Willoughby’s solitary remains were undisturbed for sixty-eight years, until they were revealed by Jean-Paul’s plow in 1986. Having discovered the body, and knowing little about the Canadian connection, Jean-Paul duly contacted the local authorities. The body was collected and removed for reburial. The plowing and other farm chores carried on, but Jean-Paul couldn’t put J. J. Willoughby out of his mind. Who was this Canadian, so long resting in an unmarked grave on the rolling hills of Picardy?

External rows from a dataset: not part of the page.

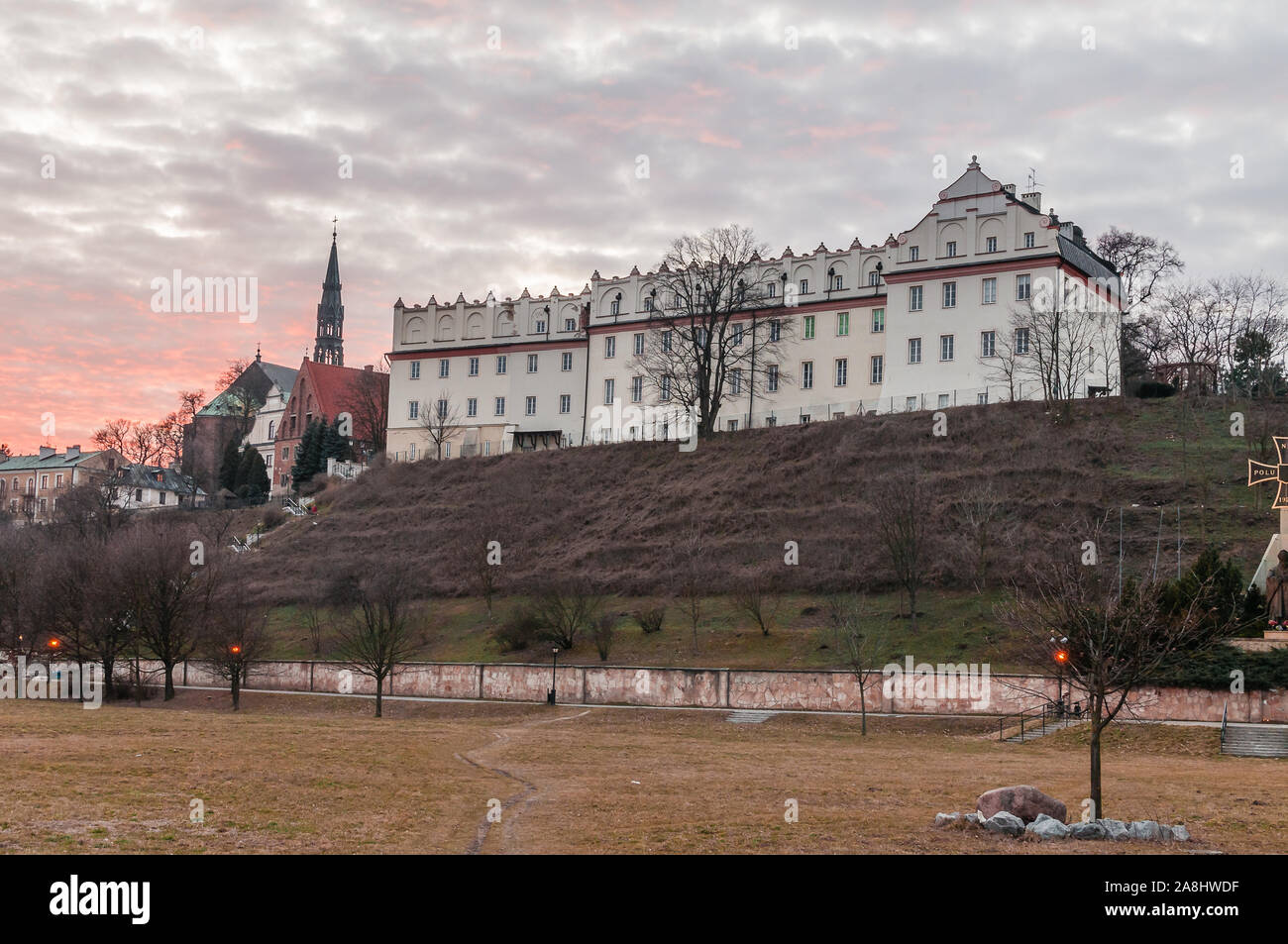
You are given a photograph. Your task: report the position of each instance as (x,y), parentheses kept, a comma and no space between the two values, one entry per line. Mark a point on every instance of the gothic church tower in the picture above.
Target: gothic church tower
(329,348)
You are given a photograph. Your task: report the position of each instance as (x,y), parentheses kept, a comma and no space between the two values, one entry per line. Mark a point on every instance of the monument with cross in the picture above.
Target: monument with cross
(1270,575)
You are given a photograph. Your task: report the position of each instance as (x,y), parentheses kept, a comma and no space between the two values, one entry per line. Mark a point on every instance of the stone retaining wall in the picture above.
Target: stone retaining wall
(716,687)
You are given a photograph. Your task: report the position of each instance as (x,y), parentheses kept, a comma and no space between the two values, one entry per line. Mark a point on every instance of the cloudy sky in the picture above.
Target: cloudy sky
(498,145)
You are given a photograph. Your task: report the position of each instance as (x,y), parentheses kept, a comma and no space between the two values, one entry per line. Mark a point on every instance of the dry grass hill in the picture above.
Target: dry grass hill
(635,518)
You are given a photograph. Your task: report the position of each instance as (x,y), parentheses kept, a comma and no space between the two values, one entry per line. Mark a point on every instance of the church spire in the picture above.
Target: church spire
(329,348)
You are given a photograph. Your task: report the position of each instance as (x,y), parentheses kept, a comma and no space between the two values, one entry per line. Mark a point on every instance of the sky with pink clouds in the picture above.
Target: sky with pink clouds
(494,145)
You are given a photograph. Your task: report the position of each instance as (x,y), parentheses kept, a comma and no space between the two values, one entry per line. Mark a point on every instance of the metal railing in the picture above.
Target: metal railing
(1034,719)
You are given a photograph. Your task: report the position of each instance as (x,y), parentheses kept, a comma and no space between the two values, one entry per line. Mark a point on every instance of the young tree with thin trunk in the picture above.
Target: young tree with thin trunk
(369,408)
(566,609)
(236,634)
(755,597)
(441,421)
(863,647)
(708,338)
(1116,638)
(984,522)
(170,584)
(690,578)
(381,630)
(903,507)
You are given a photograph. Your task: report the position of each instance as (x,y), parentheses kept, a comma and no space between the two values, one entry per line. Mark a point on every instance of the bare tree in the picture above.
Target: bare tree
(690,578)
(863,647)
(903,514)
(20,594)
(755,597)
(170,584)
(1142,264)
(381,630)
(1005,365)
(1115,639)
(603,633)
(369,406)
(111,626)
(984,520)
(441,423)
(1060,339)
(567,608)
(316,621)
(240,394)
(236,635)
(481,557)
(708,339)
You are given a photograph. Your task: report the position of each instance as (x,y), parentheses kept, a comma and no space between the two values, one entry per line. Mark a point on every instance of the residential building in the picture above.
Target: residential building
(907,323)
(151,487)
(31,487)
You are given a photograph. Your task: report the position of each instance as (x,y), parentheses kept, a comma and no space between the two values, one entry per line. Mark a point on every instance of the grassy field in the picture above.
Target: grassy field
(308,775)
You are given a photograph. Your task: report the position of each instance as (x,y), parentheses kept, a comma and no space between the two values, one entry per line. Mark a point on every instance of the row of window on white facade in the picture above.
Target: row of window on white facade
(842,329)
(840,376)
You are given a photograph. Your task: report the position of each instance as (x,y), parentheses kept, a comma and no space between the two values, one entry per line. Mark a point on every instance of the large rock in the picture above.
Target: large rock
(1115,829)
(1087,831)
(1005,823)
(1147,829)
(1047,828)
(1024,801)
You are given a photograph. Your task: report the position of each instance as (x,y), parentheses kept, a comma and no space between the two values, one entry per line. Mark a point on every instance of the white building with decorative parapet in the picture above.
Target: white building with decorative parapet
(925,320)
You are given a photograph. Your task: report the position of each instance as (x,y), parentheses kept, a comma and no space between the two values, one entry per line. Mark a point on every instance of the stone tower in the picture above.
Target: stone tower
(329,348)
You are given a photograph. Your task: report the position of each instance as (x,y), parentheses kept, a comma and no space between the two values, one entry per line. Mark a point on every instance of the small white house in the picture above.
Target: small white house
(146,487)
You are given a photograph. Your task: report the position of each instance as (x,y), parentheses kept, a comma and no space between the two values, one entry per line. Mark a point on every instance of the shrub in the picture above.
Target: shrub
(1153,389)
(519,630)
(649,620)
(603,633)
(313,485)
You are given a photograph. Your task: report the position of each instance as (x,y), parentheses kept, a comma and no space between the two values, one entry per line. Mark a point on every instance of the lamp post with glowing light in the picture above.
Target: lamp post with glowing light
(235,666)
(1061,657)
(53,646)
(554,665)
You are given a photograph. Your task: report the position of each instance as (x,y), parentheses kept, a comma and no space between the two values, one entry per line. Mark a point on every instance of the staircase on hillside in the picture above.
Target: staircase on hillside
(743,716)
(1033,733)
(1254,739)
(1035,723)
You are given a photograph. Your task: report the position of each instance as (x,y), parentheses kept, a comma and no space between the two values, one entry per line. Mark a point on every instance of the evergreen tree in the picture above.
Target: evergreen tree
(230,465)
(252,475)
(301,472)
(313,458)
(334,446)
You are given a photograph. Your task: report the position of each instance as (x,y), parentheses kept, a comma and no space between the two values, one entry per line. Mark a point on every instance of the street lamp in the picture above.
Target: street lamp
(53,644)
(1061,659)
(554,664)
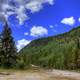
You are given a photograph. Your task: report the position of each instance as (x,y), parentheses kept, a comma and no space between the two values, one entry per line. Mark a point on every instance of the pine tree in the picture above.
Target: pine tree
(8,48)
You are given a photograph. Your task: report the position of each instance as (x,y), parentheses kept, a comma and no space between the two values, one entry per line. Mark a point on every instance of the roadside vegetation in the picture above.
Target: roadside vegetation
(58,52)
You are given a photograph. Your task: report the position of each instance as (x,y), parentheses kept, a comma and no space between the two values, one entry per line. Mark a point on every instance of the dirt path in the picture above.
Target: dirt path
(40,75)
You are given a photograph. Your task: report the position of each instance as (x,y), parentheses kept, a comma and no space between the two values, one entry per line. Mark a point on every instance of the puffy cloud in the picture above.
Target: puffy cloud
(51,26)
(37,31)
(26,33)
(22,43)
(69,21)
(19,7)
(36,5)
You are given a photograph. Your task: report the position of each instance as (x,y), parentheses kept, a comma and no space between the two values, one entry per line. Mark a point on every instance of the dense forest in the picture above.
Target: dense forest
(59,52)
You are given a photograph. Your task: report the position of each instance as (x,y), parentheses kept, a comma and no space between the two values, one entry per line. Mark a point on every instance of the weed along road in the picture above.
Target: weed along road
(39,75)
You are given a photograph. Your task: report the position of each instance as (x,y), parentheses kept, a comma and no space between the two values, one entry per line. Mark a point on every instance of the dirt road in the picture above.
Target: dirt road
(40,75)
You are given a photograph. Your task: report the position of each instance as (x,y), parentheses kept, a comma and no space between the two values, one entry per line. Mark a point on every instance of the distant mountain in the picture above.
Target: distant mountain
(61,51)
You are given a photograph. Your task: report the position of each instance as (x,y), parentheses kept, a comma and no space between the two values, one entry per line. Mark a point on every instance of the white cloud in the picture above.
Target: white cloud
(37,31)
(51,26)
(22,43)
(19,7)
(26,33)
(69,21)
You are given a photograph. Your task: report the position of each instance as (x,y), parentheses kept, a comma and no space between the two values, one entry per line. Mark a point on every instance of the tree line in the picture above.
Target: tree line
(8,50)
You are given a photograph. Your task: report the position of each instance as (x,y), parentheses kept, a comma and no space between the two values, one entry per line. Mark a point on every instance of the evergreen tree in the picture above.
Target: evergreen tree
(8,48)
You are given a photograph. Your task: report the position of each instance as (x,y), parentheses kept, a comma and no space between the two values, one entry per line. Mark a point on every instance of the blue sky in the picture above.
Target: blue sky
(41,18)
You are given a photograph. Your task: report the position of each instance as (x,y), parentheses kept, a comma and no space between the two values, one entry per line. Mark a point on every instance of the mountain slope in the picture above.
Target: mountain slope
(61,51)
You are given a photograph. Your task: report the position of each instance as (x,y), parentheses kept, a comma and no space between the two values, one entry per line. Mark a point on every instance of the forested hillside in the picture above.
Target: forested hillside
(60,52)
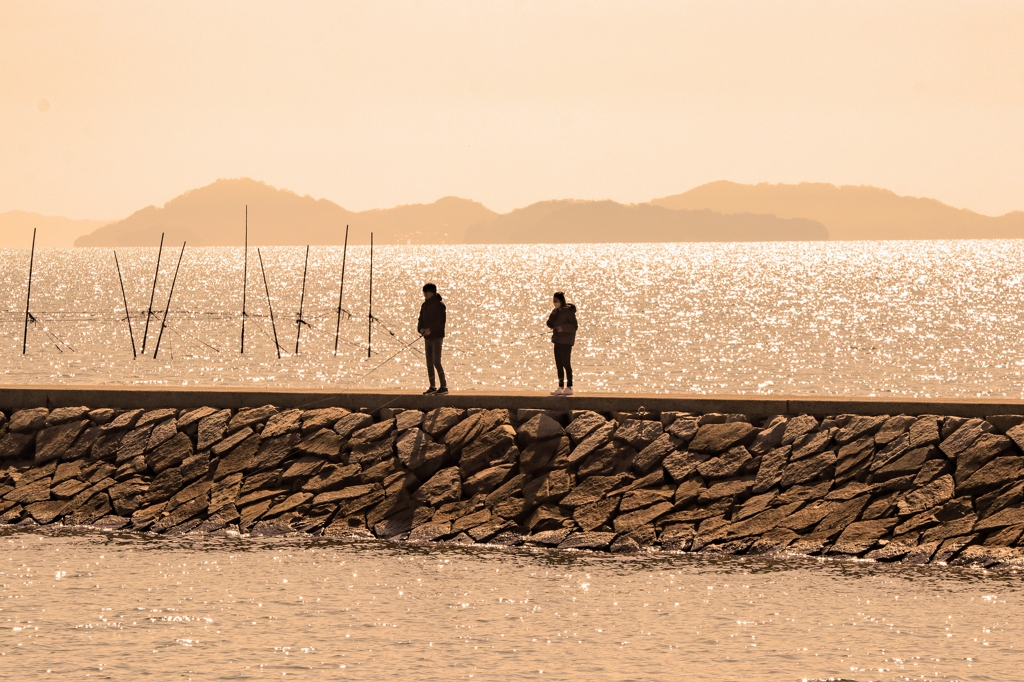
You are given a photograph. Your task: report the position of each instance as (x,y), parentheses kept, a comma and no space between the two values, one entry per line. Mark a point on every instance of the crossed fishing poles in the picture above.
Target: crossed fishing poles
(300,322)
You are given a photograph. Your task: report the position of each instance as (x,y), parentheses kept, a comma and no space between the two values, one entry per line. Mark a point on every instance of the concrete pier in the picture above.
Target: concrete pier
(148,397)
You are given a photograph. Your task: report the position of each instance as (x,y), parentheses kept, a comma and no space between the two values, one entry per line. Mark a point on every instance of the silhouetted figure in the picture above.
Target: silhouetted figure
(563,327)
(433,314)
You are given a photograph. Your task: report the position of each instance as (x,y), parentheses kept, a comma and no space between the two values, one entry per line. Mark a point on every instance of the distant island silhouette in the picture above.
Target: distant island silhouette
(721,211)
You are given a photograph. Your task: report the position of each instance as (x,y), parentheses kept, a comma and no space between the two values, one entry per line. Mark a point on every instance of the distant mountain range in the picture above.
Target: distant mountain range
(723,211)
(214,216)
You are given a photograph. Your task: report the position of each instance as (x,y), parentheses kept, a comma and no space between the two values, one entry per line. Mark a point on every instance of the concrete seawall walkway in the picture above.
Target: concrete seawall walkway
(16,397)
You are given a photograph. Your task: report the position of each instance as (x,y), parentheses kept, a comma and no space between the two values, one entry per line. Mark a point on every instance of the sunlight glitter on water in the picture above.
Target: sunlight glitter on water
(217,607)
(918,318)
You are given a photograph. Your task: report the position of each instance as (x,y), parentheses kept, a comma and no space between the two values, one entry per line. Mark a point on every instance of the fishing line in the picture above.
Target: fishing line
(356,381)
(198,340)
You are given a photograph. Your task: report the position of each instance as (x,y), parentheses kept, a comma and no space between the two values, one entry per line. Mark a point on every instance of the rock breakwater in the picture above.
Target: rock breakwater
(915,488)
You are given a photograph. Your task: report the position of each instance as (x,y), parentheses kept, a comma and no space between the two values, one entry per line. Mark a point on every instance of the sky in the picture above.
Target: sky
(110,107)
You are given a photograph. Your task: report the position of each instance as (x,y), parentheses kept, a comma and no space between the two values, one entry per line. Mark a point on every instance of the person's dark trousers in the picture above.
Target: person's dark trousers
(433,352)
(563,360)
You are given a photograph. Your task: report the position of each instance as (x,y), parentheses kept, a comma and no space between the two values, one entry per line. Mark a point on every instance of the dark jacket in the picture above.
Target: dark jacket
(433,314)
(564,317)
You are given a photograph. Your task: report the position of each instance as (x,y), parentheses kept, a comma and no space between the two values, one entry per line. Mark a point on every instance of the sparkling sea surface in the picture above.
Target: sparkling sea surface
(122,607)
(913,318)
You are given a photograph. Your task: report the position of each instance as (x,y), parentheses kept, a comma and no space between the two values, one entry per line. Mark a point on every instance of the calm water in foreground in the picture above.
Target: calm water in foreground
(121,606)
(921,318)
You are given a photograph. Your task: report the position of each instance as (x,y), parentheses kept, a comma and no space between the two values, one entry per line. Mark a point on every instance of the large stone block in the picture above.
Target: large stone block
(720,437)
(53,441)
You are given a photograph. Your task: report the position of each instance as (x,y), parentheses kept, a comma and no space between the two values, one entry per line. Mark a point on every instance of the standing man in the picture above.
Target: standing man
(431,326)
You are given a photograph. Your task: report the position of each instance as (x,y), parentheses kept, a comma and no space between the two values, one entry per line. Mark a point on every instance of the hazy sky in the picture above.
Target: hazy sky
(109,107)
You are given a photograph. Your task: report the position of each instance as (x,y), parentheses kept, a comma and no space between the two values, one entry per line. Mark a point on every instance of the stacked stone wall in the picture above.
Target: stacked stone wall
(915,488)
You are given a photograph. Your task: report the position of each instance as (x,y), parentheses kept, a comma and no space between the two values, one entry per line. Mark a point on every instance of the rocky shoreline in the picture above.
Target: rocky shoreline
(912,488)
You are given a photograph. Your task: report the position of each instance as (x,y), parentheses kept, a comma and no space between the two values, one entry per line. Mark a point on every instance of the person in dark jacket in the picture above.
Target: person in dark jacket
(433,314)
(563,326)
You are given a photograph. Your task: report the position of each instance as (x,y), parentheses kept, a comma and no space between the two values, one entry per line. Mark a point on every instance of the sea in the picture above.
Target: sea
(888,318)
(863,318)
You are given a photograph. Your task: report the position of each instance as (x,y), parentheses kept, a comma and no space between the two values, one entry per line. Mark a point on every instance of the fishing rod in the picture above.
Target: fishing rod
(370,314)
(245,282)
(148,314)
(388,359)
(168,308)
(341,293)
(28,296)
(302,299)
(268,304)
(125,298)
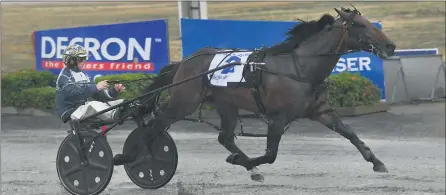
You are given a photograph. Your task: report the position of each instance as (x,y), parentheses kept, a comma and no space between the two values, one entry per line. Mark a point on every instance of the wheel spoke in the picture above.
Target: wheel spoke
(98,166)
(75,149)
(138,162)
(85,180)
(71,171)
(163,160)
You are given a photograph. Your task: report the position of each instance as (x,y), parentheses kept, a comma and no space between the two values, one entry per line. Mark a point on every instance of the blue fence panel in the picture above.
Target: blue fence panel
(113,48)
(416,52)
(197,34)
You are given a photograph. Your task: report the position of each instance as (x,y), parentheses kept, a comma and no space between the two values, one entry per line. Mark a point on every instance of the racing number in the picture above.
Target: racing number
(230,69)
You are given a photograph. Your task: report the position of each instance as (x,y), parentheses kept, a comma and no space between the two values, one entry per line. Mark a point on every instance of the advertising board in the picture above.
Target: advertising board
(113,48)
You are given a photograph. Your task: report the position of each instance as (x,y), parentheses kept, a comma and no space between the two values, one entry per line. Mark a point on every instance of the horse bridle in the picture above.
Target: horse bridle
(349,24)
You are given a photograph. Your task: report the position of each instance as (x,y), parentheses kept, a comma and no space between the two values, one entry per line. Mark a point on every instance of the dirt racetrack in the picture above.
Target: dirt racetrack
(312,160)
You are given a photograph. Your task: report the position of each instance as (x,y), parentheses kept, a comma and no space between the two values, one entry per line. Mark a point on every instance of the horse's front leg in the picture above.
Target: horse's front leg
(333,122)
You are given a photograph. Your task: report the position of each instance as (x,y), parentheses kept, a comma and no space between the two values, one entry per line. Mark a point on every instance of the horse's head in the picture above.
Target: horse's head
(364,35)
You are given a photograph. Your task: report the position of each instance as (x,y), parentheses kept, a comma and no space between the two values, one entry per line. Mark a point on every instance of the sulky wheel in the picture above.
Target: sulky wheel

In 2007 a Yap Films crew interviewed Jean-Paul for an hour-long documentary, “Man & Horse”, which dealt with the Canadian cavalry in general and Willoughby in particular. In the course of researching for the production, the crew discovered living members of Willoughby’s family, including his great nephew, John James Willoughby of Drayton Valley, Alberta. Yap Films took the younger Willoughby to France to show him where his great-uncle fought and died. In an emotional scene Jean-Paul Brunel came face-to-face with the namesake of the cavalryman whose memory he had worked so hard to preserve. The film crew presented Jean-Paul with a Lord Strathcona’s Horse jacket and cap, which he wears proudly to historical functions.
The French farmer has become a crusader for recognition of Canadian sacrifices on behalf of the people of Moreuil. In 2008 he established “Historial de Moreuil”, a society to study and memorialize the efforts of the Canadians and the battles that surrounded the town in the Great War.